D’origine roumaine, Andreea Talpeanu (née en 1982) sculpte le réel. Tisser sa toile sur des squelettes de chaises, créer un totem à partir de l’agglomération de chaussures de femmes, faire prendre forme à des humanoïdes déglutissant des publicités: le monde entier est un prétexte à réinterprétation/réappropriation par l’artiste. Incorporer, digérer et produire une forme nouvelle issue d’un choc émotionnel: voilà qui pourrait être le motto d’Andreea Talpeanu.
Son discours ouvertement engagé contre la culture de masse en tant qu’amas indéchiffrable de messages de communication incitant à une consommation effrénée et effrayante est souligné par des titres aux sonorités activistes: Protestation contre la société de communication, Overdose of advertising, Loisirs, Détecteur de junkspace, Traces du supermarché. On pense d’emblée au discours de Baudrillard, clameur éclairée contre la société de consommation:
« Le temps libre, c’est peut-être toute l’activité ludique dont on le remplit, mais c’est d’abord la liberté de perdre son temps, de le « tuer » éventuellement, de le dépenser en pure perte. (C’est pourquoi dire que le loisir est « aliéné » parce qu’il n’est que le temps nécessaire à la reconstitution de la force de travail est insuffisant. L' »aliénation » du loisir est plus profonde : elle ne tient pas à sa subordination directe au temps de travail, elle est liée à l’impossibilité même de perdre son temps.) »

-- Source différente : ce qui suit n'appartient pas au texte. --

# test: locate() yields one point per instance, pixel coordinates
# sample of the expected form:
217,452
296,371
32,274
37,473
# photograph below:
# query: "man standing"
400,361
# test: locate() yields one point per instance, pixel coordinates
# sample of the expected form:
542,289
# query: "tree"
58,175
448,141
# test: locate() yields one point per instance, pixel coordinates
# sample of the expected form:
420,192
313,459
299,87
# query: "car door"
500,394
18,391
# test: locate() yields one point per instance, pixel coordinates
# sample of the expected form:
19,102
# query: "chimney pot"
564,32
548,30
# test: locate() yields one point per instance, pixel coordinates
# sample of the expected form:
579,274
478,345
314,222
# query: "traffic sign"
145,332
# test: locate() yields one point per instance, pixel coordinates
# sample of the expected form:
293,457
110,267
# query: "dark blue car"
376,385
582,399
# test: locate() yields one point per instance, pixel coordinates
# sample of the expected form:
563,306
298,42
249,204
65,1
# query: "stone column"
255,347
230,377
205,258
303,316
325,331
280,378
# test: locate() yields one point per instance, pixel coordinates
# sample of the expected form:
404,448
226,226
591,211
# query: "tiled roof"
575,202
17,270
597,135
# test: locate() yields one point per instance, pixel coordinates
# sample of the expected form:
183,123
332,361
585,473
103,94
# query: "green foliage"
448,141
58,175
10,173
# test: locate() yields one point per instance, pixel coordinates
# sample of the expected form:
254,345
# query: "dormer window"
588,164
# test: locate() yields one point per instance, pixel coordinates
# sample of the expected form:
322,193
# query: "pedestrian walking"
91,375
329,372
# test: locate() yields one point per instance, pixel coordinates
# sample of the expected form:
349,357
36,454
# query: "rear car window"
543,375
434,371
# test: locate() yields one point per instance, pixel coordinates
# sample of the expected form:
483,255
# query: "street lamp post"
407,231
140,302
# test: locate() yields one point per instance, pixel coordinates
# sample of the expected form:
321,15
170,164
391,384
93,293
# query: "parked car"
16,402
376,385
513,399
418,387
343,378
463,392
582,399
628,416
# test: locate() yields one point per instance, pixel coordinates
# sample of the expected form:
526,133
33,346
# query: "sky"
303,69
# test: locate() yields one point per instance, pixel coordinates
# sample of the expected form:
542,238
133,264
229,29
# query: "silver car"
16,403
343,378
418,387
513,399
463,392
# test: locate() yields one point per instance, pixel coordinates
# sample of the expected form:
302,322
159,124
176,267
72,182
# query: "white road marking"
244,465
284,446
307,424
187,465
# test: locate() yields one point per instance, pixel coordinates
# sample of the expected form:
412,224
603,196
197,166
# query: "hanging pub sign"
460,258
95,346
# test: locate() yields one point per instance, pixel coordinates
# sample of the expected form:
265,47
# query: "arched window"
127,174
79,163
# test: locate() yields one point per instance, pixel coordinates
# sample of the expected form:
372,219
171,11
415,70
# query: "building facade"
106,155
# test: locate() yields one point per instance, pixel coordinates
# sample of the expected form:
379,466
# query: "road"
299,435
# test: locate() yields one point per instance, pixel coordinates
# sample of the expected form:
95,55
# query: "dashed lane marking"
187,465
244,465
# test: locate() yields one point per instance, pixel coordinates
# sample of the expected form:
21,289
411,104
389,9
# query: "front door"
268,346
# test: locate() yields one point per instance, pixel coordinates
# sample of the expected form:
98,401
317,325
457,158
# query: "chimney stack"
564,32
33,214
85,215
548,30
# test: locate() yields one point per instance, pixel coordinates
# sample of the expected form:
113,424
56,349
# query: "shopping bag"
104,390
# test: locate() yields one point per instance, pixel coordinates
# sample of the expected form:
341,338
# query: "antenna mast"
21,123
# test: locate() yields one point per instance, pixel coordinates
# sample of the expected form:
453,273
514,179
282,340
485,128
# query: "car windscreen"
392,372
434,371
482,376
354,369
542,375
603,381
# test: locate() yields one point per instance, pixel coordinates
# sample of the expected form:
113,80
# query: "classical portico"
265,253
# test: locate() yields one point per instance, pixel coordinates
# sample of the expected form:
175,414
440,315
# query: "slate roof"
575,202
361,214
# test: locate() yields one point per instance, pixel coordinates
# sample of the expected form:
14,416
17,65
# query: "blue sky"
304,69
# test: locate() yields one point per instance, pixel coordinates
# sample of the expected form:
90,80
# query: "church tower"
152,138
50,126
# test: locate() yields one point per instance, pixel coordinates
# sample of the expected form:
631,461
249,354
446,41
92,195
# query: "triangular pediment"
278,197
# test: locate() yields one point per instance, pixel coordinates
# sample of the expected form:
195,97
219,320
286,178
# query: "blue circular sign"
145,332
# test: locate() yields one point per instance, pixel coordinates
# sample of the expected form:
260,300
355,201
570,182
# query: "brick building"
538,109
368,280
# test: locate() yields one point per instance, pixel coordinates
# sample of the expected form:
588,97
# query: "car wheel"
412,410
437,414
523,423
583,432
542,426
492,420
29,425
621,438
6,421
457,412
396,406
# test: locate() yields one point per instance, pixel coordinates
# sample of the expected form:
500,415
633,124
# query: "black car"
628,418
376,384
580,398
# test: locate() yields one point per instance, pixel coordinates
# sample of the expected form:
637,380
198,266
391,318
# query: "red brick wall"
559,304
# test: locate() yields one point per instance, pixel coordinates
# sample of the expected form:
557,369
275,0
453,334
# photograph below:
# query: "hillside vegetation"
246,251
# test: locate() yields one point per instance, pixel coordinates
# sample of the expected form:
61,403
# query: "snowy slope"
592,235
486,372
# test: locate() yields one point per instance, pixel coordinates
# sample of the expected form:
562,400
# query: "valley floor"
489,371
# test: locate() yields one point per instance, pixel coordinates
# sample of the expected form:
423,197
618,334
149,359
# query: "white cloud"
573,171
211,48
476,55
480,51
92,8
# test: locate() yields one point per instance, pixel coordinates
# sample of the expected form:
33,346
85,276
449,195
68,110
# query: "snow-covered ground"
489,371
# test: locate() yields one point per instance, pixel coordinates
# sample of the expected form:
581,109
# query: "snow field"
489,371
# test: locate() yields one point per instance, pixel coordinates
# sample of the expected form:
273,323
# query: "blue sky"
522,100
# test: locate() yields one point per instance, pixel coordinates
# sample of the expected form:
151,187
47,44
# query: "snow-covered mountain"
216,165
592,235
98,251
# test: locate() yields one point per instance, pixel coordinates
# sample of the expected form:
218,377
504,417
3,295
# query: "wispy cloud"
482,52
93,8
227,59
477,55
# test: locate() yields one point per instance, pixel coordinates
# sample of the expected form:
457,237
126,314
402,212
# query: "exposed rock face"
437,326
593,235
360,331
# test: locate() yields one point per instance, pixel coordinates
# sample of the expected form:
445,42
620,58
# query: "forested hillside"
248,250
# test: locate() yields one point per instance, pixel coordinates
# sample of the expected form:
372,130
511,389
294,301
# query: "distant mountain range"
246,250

« Revenu, achat de prestige et surtravail forment un cercle vicieux et affolé, la ronde infernale de la consommation, fondée sur l’exaltation de besoins dits « psychologiques », qui se différencient des besoins « physiologiques » en ce qu’ils se fondent apparemment sur le « revenu discrétionnaire » et la liberté de choix, et deviennent ainsi manipulables à merci. »
Jean Baudrillard, La Société de consommation, 1970
Mais aborder l’oeuvre d’Andreea Talpeanu en y voyant l’expression d’un discours contestataire serait pour le moins réducteur. L’observateur humain auquel s’adresse ce travail est un être émotif sensible. Or, ce qu’il y a de saisissant dans les productions d’Andreea Talpeanu ne se situe pas dans le discours, ce n’est pas l’intention (critique authentique et sincère d’une société mortifère) qui nous happe mais un humour presque enfantin qui émane du geste de l’artiste, écho du rire naïf de ceux que la vie n’a pas encore éteints. La Tour du Malheur par exemple, ensemble d’emballages de cigarettes et autres médicaments enserrés dans les mailles d’un piège de laine, est à la fois esthétiquement simple et poignant, comme le discours limpide de l’enfant interrogeant le monde.

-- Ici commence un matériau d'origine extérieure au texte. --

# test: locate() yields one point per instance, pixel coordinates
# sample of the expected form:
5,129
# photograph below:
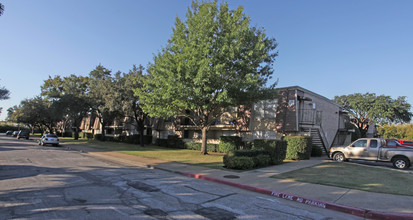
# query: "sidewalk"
355,202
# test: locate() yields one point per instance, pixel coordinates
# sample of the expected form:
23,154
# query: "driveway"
39,182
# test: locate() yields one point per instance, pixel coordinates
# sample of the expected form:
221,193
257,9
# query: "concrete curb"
364,213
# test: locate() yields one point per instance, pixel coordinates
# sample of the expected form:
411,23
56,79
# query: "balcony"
309,117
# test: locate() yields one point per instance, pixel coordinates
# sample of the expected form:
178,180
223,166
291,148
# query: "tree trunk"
141,139
204,148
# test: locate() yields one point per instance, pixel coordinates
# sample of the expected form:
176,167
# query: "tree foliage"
36,112
1,9
4,94
213,60
367,109
131,105
104,96
70,94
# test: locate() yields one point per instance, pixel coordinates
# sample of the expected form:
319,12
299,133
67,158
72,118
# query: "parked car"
23,134
15,133
410,143
374,149
49,139
396,143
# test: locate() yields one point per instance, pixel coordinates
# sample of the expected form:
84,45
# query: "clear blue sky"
330,47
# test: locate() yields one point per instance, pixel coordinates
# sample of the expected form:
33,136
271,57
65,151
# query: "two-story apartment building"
294,111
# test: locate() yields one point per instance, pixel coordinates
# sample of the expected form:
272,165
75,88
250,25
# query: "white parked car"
49,139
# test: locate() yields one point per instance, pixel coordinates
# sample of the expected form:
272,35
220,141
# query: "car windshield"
51,135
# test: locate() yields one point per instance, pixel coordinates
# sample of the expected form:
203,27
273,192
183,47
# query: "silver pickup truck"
375,149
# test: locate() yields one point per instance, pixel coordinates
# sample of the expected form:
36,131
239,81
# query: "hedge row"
131,139
298,147
261,153
246,162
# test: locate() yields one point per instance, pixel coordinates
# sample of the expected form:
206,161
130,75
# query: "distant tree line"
399,131
68,100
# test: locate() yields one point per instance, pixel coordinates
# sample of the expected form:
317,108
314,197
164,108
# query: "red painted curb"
364,213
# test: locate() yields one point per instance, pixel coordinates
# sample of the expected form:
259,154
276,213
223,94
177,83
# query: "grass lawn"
192,157
354,176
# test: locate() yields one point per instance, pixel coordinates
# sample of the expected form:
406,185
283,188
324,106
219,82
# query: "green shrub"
98,137
162,142
275,148
229,143
89,135
5,127
174,141
316,151
298,147
248,145
240,163
262,160
198,146
246,153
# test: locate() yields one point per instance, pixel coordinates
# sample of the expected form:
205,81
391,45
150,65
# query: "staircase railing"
325,141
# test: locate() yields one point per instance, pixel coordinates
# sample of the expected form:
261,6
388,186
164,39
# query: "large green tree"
367,109
215,59
36,112
131,105
70,94
104,99
1,9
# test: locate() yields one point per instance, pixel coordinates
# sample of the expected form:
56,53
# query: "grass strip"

La puissance avec laquelle Andreea Talpeanu envahit le monde n’est pas sans rappeler le travail d’Isaiah Zagar à Philadelphie: recouvrir et transformer, s’étendre comme une maladie travestissant le réel; offrir par ce geste l’opportunité d’un déplacement du regard, comme une porte sur les infinies variations possibles d’un monde qui n’est pas figé. D’ailleurs, l’artiste, architecte de formation, semble questionner la notion même de totalité du réel qu’elle parcourt de lignes qui ne sont pas tant des cicatrices que des tentatives de distorsion, un geste plus proche de celui de raccommoder que de celui de purement déstructurer.

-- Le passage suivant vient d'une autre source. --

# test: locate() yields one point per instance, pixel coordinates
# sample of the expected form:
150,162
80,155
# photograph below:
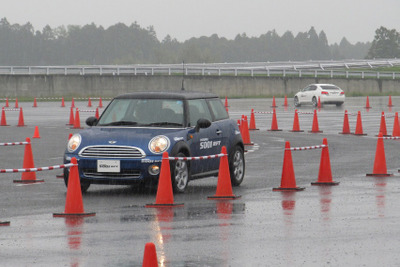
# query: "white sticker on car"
209,144
108,166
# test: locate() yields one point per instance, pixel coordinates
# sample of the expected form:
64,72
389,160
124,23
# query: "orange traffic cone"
29,176
346,126
21,118
296,124
165,196
359,130
150,255
224,185
273,103
315,127
77,122
3,118
390,102
36,133
380,160
396,127
288,180
246,133
285,102
274,123
73,201
382,128
226,102
252,126
367,106
325,172
239,123
71,117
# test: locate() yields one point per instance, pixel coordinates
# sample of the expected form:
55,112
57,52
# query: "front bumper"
131,170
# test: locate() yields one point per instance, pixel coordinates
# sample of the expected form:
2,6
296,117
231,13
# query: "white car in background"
328,94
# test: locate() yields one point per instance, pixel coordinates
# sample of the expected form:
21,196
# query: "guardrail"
323,69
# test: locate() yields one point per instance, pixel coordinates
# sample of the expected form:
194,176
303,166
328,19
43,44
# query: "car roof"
324,84
168,95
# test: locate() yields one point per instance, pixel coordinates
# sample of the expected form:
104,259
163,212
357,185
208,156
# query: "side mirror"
91,121
202,124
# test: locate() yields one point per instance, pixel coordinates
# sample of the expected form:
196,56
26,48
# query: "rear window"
330,87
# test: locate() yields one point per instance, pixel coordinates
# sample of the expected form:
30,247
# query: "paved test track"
355,223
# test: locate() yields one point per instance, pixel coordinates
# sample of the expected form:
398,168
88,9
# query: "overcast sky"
356,20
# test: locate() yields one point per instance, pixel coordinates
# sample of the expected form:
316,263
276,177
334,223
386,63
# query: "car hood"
131,136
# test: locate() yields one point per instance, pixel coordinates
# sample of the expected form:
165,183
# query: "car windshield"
143,112
330,87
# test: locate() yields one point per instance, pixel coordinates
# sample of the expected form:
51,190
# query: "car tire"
236,165
296,102
314,101
179,174
84,185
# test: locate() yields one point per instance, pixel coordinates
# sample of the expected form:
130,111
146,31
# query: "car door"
205,142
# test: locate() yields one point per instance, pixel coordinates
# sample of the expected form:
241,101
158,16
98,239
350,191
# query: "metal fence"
325,69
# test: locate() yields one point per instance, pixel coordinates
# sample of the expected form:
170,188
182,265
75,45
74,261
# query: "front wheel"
179,174
236,165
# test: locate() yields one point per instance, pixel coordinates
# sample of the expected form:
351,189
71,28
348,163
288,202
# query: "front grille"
124,174
127,152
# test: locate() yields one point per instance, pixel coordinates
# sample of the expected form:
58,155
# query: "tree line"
122,44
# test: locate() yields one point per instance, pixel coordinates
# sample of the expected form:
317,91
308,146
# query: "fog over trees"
122,44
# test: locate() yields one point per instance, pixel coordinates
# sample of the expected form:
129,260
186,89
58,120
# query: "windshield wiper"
163,123
118,123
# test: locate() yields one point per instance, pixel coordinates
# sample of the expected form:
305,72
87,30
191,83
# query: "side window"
198,109
218,109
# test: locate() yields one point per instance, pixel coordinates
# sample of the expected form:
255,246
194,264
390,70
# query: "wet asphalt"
352,224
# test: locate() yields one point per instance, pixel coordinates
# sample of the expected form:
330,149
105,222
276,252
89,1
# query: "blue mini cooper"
125,145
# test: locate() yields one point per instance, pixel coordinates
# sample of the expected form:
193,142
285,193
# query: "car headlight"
159,144
74,142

La transformation que fait subir Andreea Talpeanu à ce qui l’entoure pourrait en effet être qualifiée de démarche prédatrice si la deuxième vie qu’elle offre aux objets n’était chargée d’une si formidable générosité. De la rue à son atelier, le matériau n’est pas noble par définition, il le devient par transformation, comme touché par la Grâce d’une démarche plus viscérale que sagement technique. L’artiste, (re)touche-à-tout poétique du réel, s’empare des nervures du monde que sont les réseaux de signification et, par arachnisation, tisse sa toile de façon puissante et soignée, délivrant au final un message plus onirique que virulent. Il ne tient ensuite qu’à l’observateur d’offrir à son tour le temps aux objets ainsi créés de l’inviter à opérer l’infime déplacement lui permettant d’accéder aux routes infinies du rêve d’Andreea.